Cardiac manifestations of SLE in our paediatric study usually occurred as an initial manifestation of the disease or within six months after the diagnosis of SLE. An initial occurrence beyond this period was uncommon. These findings have not been described previously. Recurrence of pericarditis after an initial episode was common.
Anti-Ro/SS-A antibodies have been associated with the finding of myocarditis or cardiac conduction defects in adults with SLE.4 No such association has been previously reported in children with SLE. Anti-cardiolipin antibodies have been associated with abnormal intracardiac anatomy (valvular lesions, pericardial involvement, or myocardial dysfunction) in adults with SLE. In addition, anti-cardiolipin antibodies have also been associated with isolated left ventricular dysfunction, verrucous valvular thickening, global valvular thickening and dysfunction, mitral regurgitation, and aortic regurgitation in adults with SLE.13 Apart from a recent fatal case report of myocardial infarction in a child with SLE, no such association has been previously reported in children with SLE.14
Our study demonstrated an association between cardiac manifestations of SLE and anti-Ro/SS-A antibodies (p=0.02) and anti-La/SS-B antibodies (p=0.03) (table 1). This represents the first reported association, in children, of cardiac manifestations of SLE and autoantibodies. Moreover, our findings also represent the first association of anti-La antibodies with cardiac manifestations of SLE, in both children and adults. Anti-Sm and anti-RNP showed no correlation with the presence of cardiac disease. The aCL antibody test was done in nine patients only; therefore the sample size was too small for statistical analysis. This study is a retrospective one, and, accordingly some bias in the selection of patients may exist; we believe this is minimal, however.
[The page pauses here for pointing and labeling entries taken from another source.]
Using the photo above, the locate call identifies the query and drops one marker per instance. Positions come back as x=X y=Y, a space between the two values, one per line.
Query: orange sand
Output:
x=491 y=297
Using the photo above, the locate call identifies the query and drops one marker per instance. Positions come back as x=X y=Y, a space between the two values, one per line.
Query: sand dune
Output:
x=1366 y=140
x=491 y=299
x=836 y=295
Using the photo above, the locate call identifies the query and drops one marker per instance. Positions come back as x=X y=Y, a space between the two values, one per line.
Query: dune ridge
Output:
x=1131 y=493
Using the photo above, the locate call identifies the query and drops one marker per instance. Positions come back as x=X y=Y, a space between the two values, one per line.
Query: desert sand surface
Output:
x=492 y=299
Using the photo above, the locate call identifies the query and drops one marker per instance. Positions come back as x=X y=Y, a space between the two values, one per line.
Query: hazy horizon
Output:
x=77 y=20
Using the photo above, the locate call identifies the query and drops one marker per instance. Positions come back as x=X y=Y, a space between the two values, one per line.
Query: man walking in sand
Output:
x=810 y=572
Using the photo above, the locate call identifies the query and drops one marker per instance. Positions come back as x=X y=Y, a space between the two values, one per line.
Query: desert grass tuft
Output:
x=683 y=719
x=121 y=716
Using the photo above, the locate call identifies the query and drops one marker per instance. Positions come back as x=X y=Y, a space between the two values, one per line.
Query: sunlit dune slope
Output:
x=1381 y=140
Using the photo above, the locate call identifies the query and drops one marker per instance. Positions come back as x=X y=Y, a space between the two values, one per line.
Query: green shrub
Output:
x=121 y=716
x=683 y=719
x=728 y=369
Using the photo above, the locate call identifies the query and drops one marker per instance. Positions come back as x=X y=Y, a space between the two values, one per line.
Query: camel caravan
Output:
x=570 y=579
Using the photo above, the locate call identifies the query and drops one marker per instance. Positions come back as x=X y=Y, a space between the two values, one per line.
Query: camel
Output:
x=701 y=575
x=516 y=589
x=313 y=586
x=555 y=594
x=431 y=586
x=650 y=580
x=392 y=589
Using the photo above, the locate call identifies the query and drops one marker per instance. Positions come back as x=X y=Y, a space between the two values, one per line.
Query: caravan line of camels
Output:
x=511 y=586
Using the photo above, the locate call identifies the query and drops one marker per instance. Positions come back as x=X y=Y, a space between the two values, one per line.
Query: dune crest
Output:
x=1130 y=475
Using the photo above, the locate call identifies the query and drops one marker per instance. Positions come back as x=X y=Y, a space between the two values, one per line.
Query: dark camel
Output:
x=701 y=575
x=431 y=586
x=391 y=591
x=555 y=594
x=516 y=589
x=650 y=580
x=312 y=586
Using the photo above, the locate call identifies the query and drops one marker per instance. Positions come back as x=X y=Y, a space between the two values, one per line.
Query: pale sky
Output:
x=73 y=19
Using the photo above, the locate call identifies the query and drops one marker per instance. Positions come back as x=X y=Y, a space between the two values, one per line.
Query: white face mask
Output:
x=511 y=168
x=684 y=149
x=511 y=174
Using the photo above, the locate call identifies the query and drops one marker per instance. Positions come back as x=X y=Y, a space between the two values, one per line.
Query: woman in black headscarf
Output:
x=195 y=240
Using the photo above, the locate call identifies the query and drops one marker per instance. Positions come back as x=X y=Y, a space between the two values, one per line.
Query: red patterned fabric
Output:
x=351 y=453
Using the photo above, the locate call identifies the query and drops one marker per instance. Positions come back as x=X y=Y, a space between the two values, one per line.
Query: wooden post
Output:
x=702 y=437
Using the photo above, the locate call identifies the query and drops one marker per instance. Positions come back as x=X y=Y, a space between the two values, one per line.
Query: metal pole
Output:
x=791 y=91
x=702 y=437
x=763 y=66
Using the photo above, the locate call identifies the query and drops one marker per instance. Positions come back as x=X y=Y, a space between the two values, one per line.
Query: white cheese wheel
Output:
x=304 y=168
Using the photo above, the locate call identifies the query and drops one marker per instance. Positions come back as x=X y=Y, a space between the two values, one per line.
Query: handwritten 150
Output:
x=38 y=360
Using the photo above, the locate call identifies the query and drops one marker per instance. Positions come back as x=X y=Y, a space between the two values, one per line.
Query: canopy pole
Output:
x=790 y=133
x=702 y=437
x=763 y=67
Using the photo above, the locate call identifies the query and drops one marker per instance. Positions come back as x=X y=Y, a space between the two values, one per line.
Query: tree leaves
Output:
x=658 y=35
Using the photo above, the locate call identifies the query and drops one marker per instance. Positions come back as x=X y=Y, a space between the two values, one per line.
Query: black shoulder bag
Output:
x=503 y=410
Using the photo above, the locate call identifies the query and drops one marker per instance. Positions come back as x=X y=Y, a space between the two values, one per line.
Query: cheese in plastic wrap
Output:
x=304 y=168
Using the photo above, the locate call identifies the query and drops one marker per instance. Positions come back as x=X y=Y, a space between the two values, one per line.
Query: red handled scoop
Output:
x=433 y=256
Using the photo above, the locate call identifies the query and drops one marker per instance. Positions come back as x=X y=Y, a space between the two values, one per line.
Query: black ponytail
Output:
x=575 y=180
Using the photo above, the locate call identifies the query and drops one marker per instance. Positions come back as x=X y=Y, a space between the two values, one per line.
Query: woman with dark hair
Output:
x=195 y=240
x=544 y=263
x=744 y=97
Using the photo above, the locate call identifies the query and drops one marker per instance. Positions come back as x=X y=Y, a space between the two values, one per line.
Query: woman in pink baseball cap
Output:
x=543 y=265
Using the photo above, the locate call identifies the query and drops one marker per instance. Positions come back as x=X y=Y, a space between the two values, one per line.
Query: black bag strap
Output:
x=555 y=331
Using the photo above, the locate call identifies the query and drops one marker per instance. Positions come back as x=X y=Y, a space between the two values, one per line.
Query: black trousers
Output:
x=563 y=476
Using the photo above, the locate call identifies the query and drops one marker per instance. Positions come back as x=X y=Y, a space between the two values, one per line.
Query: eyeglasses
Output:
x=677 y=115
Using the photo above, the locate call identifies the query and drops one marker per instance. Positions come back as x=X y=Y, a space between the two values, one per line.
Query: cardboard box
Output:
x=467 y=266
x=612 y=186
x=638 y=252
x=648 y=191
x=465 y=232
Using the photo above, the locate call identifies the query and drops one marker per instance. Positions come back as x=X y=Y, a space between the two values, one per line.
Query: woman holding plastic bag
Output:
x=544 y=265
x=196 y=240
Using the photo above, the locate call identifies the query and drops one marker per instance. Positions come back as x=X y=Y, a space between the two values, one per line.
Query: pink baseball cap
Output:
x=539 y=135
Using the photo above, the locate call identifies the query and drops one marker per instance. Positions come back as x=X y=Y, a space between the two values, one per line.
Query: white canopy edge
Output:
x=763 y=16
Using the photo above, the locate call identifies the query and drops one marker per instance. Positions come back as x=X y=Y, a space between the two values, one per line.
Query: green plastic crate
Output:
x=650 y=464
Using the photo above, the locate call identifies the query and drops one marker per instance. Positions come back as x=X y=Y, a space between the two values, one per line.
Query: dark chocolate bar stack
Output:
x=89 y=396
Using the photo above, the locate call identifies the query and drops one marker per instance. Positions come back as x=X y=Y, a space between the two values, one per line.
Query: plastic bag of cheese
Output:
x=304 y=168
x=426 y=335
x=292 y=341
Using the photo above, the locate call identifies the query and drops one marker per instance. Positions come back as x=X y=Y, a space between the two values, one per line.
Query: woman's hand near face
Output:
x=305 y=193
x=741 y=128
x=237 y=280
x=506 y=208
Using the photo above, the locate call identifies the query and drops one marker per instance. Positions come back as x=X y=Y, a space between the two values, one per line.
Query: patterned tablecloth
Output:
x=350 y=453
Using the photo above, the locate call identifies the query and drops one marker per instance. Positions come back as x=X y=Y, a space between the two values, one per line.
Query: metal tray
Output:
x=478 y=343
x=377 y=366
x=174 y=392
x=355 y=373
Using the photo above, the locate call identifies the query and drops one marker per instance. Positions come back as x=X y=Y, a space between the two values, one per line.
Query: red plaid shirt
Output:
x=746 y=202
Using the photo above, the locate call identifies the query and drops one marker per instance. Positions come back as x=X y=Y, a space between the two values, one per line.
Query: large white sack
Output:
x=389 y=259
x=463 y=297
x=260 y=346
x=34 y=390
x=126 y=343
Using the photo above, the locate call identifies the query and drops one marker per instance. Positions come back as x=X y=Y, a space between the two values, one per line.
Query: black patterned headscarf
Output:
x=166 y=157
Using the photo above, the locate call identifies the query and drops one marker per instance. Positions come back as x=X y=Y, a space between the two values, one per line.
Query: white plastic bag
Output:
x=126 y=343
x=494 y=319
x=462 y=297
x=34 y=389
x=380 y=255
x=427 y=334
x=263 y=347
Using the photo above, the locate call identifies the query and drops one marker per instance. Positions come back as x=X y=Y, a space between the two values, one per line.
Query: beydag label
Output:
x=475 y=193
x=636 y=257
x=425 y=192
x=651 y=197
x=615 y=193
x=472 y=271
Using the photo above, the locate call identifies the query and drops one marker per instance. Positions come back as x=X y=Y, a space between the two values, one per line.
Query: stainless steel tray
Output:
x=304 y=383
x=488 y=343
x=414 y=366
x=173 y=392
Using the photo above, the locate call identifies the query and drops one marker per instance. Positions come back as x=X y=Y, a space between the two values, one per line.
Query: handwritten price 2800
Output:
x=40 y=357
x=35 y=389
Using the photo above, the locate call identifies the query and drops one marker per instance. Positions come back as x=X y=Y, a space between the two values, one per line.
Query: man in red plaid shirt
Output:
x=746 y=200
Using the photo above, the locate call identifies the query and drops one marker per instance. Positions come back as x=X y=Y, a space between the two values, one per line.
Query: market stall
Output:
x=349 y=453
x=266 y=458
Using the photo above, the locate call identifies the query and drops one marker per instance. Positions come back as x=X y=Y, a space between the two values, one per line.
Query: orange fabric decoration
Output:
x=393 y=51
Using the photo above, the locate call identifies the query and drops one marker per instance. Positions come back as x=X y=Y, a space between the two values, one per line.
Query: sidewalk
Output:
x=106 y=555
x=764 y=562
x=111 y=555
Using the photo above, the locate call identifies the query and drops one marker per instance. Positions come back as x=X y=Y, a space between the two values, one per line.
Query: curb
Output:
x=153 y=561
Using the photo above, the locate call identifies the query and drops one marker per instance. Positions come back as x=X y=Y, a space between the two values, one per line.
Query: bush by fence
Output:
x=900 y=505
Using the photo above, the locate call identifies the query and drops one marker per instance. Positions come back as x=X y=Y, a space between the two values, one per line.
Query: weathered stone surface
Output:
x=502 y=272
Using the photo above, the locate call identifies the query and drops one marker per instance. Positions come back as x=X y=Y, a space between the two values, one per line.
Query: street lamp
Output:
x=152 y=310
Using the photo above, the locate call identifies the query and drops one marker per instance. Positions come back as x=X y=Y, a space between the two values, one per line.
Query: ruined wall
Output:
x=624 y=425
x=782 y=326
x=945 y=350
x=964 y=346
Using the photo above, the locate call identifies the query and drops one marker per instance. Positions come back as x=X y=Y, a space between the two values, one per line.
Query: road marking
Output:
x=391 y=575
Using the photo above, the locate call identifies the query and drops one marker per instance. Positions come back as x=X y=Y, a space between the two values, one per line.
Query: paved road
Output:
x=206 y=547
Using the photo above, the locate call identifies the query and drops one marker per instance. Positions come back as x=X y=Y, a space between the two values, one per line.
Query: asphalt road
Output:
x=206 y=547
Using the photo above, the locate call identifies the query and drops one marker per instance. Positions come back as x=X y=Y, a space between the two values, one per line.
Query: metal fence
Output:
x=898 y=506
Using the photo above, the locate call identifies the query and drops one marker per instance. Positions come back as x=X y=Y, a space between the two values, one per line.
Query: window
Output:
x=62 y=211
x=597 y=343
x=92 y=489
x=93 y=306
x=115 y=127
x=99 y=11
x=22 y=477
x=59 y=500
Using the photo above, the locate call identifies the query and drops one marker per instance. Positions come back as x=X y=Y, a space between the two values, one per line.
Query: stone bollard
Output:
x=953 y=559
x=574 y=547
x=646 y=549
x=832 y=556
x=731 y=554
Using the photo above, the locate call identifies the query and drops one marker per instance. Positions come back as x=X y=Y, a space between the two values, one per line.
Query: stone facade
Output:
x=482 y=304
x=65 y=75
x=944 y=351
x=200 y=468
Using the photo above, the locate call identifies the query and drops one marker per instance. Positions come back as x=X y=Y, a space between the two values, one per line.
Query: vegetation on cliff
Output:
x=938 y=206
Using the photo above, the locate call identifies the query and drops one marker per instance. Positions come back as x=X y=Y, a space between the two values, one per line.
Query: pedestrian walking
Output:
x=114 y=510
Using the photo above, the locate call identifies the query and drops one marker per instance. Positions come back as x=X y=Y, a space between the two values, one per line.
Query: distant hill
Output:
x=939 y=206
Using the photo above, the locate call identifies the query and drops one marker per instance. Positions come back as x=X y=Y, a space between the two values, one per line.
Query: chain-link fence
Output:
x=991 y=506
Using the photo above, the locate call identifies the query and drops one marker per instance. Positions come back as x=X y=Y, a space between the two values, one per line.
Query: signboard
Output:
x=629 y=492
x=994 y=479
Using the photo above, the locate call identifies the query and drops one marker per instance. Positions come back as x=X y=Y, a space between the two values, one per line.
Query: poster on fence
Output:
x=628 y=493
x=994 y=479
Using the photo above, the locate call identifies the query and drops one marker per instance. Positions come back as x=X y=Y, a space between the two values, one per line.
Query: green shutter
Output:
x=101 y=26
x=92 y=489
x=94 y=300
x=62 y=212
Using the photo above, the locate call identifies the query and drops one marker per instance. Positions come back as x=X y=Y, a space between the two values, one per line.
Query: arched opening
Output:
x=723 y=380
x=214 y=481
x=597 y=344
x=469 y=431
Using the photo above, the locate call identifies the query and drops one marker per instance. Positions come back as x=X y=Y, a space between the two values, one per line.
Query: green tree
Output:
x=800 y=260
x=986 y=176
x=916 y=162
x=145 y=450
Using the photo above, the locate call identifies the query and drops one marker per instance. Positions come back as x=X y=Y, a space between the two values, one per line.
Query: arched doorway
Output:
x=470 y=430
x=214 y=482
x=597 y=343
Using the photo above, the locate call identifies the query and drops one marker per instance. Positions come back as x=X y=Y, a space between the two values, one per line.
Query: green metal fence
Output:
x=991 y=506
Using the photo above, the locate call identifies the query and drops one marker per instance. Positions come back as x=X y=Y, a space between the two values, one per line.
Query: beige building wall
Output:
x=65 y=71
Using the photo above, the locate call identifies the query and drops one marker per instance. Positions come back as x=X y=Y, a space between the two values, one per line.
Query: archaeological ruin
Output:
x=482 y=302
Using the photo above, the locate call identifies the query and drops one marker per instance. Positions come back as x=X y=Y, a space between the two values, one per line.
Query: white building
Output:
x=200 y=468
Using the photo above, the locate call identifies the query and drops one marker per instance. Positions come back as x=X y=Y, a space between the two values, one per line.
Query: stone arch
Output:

It is well accepted that maternal anti-Ro/SS-A and anti-La/SS-B antibodies are associated with congenital heart block.1-3Experimental evidence supporting a direct role for anti-Ro/SS-A and anti-La/SS-B antibodies in cardiac involvement comes from a rabbit model.15 It remains to be determined whether the same mechanisim exists in childhood onset SLE.
In summary, cardiac manifestations of childhood SLE are common. Our data suggest that these manifestations are associated with anti-Ro/SS-A and anti-La/SS-B antibodies. The pathophysiology involved is not yet fully understood. Although a similar association is found between these antibodies and cardiac involvement in the neonatal lupus syndrome, the cardiac manifestations are somewhat different than those of paediatric SLE.